WASHINGTON (AP) — The unemployment rate fell to a two-year low of 8.8% in March, capping the strongest two months of hiring since before the recession began.
The economy added 216,000 jobs last month, the Labor Department said Friday. Factories, retailers, the education and health care sectors and professional and financial services all expanded payrolls. Those job gains offset layoffs by local governments.
Another month of brisk hiring provided the latest sign that the economy is strengthening nearly two years after the recession ended.
Private employers, the backbone of the economy, drove the gains. They added more than 200,000 jobs for a second straight month. It was the first time that's happened since 2006 — more than a year before the recession started.

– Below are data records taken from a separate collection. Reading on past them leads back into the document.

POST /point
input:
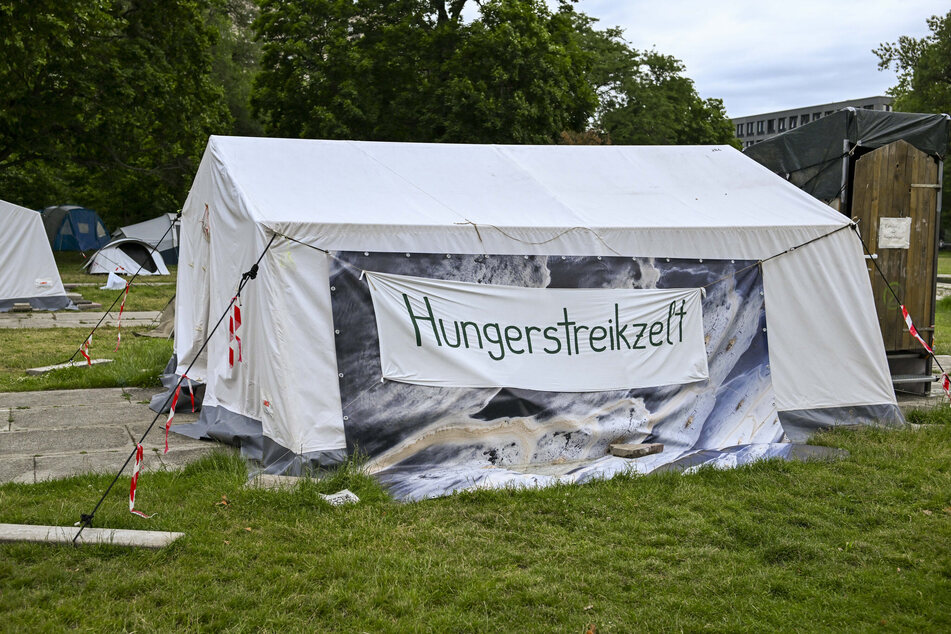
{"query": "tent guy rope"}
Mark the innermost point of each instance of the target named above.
(122, 293)
(252, 273)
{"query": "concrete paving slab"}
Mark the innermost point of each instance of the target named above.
(76, 319)
(179, 457)
(43, 442)
(76, 416)
(138, 427)
(71, 364)
(16, 469)
(65, 465)
(99, 536)
(63, 398)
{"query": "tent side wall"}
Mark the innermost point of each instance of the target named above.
(819, 307)
(30, 273)
(283, 381)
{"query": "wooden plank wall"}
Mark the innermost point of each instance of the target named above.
(883, 188)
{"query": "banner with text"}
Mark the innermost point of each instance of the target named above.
(460, 334)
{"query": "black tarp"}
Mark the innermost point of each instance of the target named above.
(811, 156)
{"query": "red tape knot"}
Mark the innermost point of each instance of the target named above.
(139, 454)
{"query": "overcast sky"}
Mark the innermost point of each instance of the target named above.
(761, 55)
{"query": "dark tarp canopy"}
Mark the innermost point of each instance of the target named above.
(810, 156)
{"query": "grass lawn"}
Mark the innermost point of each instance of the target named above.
(139, 361)
(859, 544)
(942, 324)
(944, 262)
(141, 297)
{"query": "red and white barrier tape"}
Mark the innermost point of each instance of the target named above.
(119, 321)
(234, 323)
(84, 349)
(171, 409)
(139, 453)
(913, 330)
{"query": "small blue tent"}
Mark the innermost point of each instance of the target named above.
(71, 228)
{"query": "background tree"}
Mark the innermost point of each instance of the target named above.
(414, 70)
(107, 103)
(644, 97)
(924, 81)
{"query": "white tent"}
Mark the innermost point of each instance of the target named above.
(161, 231)
(29, 270)
(127, 256)
(308, 386)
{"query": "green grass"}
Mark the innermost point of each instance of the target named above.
(138, 363)
(942, 325)
(859, 544)
(140, 297)
(944, 262)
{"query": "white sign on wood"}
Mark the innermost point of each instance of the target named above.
(894, 233)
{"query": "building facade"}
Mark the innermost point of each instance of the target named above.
(755, 128)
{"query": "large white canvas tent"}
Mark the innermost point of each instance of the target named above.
(792, 342)
(161, 231)
(127, 256)
(29, 270)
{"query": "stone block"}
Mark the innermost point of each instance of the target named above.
(637, 450)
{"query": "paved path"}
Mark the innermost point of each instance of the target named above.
(76, 319)
(59, 433)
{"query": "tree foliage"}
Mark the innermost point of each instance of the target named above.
(924, 80)
(923, 66)
(415, 70)
(644, 97)
(107, 103)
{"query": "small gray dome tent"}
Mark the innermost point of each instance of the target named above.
(71, 228)
(127, 256)
(29, 270)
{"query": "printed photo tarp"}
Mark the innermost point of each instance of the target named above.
(425, 441)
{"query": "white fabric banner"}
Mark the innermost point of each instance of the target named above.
(460, 334)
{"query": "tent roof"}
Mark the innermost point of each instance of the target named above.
(356, 195)
(151, 231)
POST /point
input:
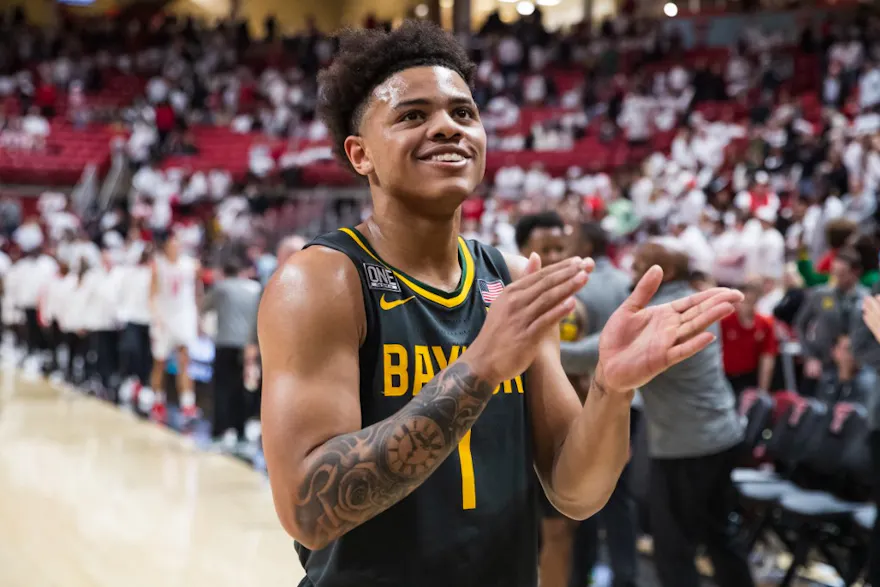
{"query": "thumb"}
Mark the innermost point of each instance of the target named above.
(534, 264)
(645, 288)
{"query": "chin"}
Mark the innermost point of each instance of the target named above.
(449, 191)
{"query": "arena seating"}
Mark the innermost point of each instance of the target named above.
(813, 502)
(70, 150)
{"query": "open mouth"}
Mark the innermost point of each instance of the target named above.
(447, 158)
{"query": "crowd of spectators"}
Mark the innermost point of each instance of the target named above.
(765, 184)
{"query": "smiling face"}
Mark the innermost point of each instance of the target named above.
(421, 139)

The unemployment rate dipped from 8.9% in February. The rate has fallen a full percentage point over the past four months. That's the sharpest drop since 1983.

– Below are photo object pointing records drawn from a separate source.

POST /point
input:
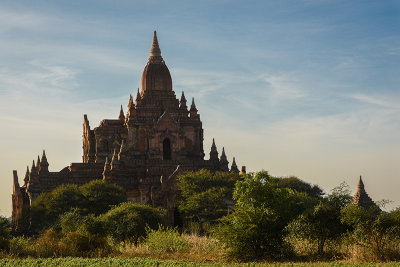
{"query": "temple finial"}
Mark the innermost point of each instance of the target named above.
(234, 167)
(360, 186)
(138, 98)
(193, 110)
(214, 152)
(155, 51)
(121, 114)
(44, 165)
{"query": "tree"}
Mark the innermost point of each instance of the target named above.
(206, 196)
(100, 197)
(300, 186)
(47, 208)
(373, 229)
(254, 230)
(95, 197)
(5, 227)
(128, 221)
(322, 222)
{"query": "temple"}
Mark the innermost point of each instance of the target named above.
(142, 150)
(361, 197)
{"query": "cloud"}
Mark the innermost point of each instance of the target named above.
(283, 86)
(384, 102)
(12, 20)
(38, 79)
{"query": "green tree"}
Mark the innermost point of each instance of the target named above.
(322, 222)
(206, 196)
(5, 227)
(254, 230)
(95, 197)
(47, 208)
(375, 230)
(128, 221)
(300, 186)
(100, 197)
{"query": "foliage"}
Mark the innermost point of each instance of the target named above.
(140, 261)
(49, 206)
(19, 246)
(322, 222)
(95, 197)
(300, 186)
(165, 240)
(128, 221)
(254, 230)
(5, 227)
(206, 196)
(373, 229)
(100, 197)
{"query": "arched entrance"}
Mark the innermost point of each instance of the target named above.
(166, 149)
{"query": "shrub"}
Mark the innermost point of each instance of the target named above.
(74, 243)
(5, 228)
(128, 221)
(4, 244)
(166, 240)
(19, 246)
(47, 244)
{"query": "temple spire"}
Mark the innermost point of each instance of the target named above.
(33, 169)
(182, 102)
(138, 98)
(224, 161)
(193, 110)
(214, 152)
(360, 185)
(38, 163)
(361, 197)
(121, 115)
(44, 165)
(234, 167)
(26, 179)
(155, 48)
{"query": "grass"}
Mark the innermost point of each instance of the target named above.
(70, 261)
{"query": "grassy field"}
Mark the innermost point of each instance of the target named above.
(70, 261)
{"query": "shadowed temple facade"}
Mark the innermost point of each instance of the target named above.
(142, 150)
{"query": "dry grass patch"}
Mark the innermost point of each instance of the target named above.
(202, 249)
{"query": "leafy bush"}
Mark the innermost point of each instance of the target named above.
(377, 232)
(206, 196)
(254, 230)
(96, 197)
(5, 228)
(19, 246)
(4, 244)
(321, 224)
(128, 221)
(100, 197)
(47, 244)
(166, 240)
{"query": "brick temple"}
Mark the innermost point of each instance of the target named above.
(142, 151)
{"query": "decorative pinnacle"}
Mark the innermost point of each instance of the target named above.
(130, 104)
(121, 114)
(38, 162)
(44, 158)
(223, 152)
(213, 146)
(183, 98)
(360, 186)
(138, 97)
(155, 51)
(33, 169)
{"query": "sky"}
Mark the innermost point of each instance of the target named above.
(309, 88)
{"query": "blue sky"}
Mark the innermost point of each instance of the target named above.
(306, 88)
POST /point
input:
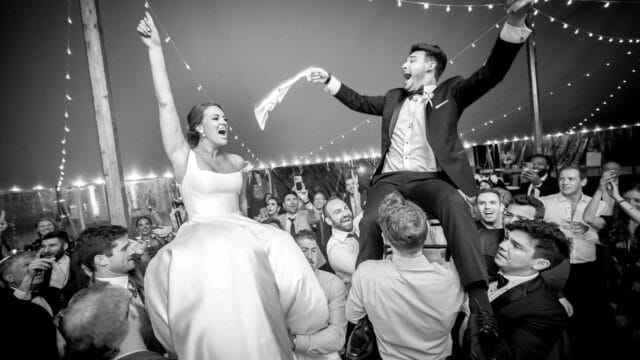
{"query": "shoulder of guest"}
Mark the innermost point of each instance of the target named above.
(236, 160)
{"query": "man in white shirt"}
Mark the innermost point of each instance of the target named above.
(536, 180)
(23, 273)
(585, 287)
(412, 303)
(295, 219)
(107, 254)
(326, 343)
(422, 155)
(342, 247)
(530, 320)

"The U.S. labor market is finally making some serious progress," said Sal Guatieri, economist at BMO Capital Markets Economics.
Economists predict employers will add jobs at roughly the same pace for the rest of this year. That would generate about 2.5 million new positions. Still, that would make up for only a small portion of the 7.5 million jobs wiped out during the recession.
A big factor in the lower unemployment rate is that many people who stopped looking for jobs during the recession still haven't started looking for one. So they're not counted as unemployed. The proportion of people who either have a job or are looking for one is surprisingly low for this stage of the recovery.